I've no idea about temperature - I don't have a whizzy thermometer. It was a bit underbaked - 210oC fan oven for 40 mins. Is the problem not enough kneading? The recipe was 500g fl and I mix enough water that the dough is sticky but quickly becomes managable after a bit of kneading. Interesting what you think about the large hole - I try to use a minimum of flour when shaping. Should I avoid using flour completely at this stage do you think?

PMcCool's picture
PMcCool

especially with fan assist.  For a bread of this style, an internal temperature of 95-98C would indicate a full bake. 

No, I don't think the kneading is an issue.
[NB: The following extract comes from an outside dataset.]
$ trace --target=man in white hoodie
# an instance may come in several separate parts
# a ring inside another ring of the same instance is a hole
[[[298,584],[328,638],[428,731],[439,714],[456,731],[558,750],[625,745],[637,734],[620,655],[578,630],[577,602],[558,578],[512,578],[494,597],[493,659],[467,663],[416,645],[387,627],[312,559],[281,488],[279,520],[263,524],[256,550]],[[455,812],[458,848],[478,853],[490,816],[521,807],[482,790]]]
Nor would I suggest that you completely eliminate French flour while shaping. Just be careful off brush off any loose flour on any dough surface that gets embedded in the loaf's interior. 

Best of luck with the next bake. 

Paul

BakingBetty's picture
BakingBetty

THanks for the help. I did this one again and NO HOLES. I made the dough a little less sticky and so didn't need any flour. Result - no holes!